Our cat’s name is Disney…named, of course, for one of my very favorite things. She came from a local no-kill shelter as a kitten and was my Christmas gift from my mother-in-law the Christmas after my husband and I were married. At the time I’m writing this post, she’ll be 19 in a few days. She’s starting to slow down a bit and has some trouble jumping, but she still plays like a kitten every now and then, and still loves to curl up on me and purr herself to sleep. She’s one of the only cats I’ve ever known who can telegraph her mood with her eyes and her tail. She expresses herself in some of the most unusual ways, such as if you come to visit, and she likes you, she will turn her back you and raise her tail, showing you her “third eye”. Wise guests know that then, and only then, is it safe to try to pet her. She’s a tiny cat.
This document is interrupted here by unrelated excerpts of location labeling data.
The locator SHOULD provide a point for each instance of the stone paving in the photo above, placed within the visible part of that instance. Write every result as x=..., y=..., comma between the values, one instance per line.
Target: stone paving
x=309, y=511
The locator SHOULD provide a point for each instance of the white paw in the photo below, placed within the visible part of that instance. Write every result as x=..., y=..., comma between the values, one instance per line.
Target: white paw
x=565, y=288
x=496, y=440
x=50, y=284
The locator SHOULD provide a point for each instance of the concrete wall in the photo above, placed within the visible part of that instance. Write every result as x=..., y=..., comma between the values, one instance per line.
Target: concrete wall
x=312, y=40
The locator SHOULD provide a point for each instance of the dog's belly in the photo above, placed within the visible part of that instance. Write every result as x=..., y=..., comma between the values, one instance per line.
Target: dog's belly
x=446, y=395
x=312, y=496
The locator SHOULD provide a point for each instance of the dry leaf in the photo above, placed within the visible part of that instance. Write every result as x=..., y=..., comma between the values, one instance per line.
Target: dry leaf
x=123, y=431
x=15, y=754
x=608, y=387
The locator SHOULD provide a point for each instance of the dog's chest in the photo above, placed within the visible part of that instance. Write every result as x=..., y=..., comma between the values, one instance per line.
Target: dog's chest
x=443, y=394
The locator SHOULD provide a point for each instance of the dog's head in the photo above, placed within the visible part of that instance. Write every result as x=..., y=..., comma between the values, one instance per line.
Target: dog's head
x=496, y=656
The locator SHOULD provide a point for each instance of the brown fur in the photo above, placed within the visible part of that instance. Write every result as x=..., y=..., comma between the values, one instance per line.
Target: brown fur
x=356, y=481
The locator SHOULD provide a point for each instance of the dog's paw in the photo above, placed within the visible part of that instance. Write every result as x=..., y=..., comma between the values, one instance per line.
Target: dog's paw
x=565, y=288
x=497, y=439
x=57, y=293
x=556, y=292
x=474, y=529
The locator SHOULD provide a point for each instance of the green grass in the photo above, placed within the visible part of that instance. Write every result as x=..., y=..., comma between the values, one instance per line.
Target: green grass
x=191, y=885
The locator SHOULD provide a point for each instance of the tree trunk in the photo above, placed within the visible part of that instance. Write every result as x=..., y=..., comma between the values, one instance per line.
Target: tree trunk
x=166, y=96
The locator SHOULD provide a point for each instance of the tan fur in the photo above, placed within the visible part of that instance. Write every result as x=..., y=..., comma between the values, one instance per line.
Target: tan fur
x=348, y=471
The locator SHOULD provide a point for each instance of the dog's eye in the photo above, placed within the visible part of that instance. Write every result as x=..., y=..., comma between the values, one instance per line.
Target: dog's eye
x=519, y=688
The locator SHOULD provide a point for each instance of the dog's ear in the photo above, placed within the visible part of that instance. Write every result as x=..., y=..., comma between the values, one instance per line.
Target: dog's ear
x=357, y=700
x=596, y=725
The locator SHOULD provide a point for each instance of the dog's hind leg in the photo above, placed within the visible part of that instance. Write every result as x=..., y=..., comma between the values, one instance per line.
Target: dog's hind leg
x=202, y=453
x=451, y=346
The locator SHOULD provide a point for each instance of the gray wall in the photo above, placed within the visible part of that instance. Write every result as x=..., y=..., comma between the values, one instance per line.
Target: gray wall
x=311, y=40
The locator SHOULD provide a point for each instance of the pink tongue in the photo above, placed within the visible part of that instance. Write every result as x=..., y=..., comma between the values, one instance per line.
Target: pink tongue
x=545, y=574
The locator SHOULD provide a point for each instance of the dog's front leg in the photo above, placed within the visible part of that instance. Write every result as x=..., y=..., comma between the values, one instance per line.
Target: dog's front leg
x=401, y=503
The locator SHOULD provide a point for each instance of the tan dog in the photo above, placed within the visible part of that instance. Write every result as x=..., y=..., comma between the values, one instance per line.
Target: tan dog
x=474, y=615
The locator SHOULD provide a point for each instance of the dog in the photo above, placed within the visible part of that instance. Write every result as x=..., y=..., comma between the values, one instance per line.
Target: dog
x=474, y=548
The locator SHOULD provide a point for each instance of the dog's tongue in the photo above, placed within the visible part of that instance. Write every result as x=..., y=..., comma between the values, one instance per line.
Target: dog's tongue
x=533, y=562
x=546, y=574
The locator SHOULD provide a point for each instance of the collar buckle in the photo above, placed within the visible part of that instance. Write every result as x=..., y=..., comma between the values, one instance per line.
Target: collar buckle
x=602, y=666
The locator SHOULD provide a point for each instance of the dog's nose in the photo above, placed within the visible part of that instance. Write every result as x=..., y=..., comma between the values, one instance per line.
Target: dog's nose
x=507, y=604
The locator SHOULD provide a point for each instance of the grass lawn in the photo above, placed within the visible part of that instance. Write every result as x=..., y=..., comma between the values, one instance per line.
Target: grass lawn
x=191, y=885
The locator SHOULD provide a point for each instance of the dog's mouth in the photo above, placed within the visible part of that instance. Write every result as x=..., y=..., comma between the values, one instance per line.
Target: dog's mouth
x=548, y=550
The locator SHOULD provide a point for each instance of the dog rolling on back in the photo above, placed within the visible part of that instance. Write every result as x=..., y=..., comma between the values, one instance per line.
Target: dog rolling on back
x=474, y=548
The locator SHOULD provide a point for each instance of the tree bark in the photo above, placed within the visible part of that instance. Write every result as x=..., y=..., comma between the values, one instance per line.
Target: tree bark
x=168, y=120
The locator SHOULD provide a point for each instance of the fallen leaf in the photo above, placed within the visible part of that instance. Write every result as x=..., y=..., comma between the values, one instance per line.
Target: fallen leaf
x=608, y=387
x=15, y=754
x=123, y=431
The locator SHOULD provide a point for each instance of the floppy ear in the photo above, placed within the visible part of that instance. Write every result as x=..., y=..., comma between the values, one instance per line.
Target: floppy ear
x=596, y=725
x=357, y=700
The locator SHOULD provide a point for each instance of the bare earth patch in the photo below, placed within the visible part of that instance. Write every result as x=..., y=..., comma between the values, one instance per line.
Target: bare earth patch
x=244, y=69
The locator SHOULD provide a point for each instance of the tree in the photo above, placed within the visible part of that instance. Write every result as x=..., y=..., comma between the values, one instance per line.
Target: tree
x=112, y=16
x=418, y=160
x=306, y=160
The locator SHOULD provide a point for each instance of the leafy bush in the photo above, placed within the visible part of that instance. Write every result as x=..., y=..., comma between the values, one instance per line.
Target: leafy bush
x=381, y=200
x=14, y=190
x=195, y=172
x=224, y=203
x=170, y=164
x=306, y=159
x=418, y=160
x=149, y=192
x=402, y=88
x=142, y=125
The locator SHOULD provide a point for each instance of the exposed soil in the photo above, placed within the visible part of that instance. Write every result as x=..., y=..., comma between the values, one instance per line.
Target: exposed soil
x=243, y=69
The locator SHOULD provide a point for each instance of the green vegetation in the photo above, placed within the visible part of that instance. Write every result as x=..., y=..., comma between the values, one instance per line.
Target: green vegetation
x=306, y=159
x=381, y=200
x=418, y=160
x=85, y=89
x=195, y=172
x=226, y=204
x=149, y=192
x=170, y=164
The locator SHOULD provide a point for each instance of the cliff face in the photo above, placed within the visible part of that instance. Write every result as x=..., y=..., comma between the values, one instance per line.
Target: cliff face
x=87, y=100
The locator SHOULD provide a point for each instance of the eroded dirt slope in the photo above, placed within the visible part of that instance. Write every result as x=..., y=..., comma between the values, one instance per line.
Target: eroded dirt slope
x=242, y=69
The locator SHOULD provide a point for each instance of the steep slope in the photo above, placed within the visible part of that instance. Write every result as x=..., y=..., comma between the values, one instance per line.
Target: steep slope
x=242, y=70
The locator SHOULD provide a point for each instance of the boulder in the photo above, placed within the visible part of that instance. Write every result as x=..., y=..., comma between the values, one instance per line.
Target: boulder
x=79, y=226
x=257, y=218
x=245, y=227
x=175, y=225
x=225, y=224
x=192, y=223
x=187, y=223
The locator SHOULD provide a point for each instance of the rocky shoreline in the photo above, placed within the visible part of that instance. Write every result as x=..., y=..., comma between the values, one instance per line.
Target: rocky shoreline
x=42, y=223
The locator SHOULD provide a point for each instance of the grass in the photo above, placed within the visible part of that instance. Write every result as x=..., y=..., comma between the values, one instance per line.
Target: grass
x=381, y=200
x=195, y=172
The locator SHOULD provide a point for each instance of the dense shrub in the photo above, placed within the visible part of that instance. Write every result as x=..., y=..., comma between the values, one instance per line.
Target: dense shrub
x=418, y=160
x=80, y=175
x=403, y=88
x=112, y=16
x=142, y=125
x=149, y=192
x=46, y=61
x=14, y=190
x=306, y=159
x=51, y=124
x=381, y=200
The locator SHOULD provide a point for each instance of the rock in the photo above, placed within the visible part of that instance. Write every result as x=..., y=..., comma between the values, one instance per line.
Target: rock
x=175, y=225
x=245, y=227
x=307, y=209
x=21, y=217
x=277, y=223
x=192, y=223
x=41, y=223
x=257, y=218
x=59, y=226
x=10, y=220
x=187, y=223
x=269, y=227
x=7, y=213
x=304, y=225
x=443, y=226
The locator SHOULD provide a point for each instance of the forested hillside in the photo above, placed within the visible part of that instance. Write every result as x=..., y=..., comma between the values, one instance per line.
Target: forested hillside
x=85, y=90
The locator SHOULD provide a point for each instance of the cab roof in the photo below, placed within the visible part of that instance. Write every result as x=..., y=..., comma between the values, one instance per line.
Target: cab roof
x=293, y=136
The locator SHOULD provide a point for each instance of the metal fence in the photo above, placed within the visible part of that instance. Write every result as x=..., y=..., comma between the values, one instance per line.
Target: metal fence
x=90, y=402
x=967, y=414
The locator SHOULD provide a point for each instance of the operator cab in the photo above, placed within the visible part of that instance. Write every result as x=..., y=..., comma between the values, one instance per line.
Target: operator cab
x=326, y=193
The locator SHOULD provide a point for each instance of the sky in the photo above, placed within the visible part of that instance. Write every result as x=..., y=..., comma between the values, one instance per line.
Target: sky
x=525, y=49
The most she’s ever weighed has been just over 9 pounds, and that was just four years ago. When she was younger, she had asthma that we tried all kinds of treatments for, including ear paste, pills (which involved burrito-wrapping her in a towel and praying you didn’t lose an appendage in the process), shots, etc. Magically, she seemed to outgrow it. She now takes a pill for high blood pressure every day, but doesn’t mind, considering she gets treats to go with it. We also have her on Cosequin for her joints, which we mix into wet food. She really enjoys that, and starts asking for her wet food each day between noon and 2:30, which is problematic, since we don’t give it to her until 5:00pm.
Our dog’s name is Jazzy….named for Princess Jasmine from “Aladdin” – the animated version, not the live-action version. She’s part lab, part chow, and yes…she has black spots on her tongue. She’s 10 now, and came to us from our local Humane Society when she was about 6 months old. She weighs about 75 pounds, and is very curious about her tiny, sassy-beyond-all-reason kitty sister, but is also quite frightened of all the noise and hostility that comes from Disney, so she steers clear. Because of the size difference, we play it safe and keep them separated, which neither one of them really object to. When Jazzy first came to live with us, we thought it was going to be perfect. We have a large back yard with a 4-foot fence all the way around, so we figured she could get lots of exercise and would be fine in our yard. We realized when Jazzy was about a year and a half old that we adopted no ordinary dog. This dog is far too smart for her own good, and figured out how to climb a chain link fence, and then decided that climbing was just too time-consuming, so she just started jumping the fence. Since she discovered this fun activity as an alternative to listening to us, we put her on a 40-foot tie out when she goes outside. Never fear…we don’t leave her out for hours on end, and when she is out for any length of time, we supply her with water and a place to go for shelter.
Jazzy “smiles”. No, really. She smiles. The first time I saw her do it, I was picking her up from puppy day care, and she came out wagging her tail like crazy and baring her teeth at me. I thought maybe she was having some stress at day care, so I talked to our dog trainer about it, and she asked if her other body language was showing any sign of stress, and I told her “No, she’s just as happy as can be and wiggly all over”. She said “Some dogs are smart enough that if their humans smile at them when they talk to them, the dogs learn to smile back” and sure enough…Jazzy smiles. I try to take pictures of it, but she’s either too fast for me to capture it, or she looks very mean. She’s just a big softie…unless you’re another dog. Then, she really has no purpose or wants anything to do with them.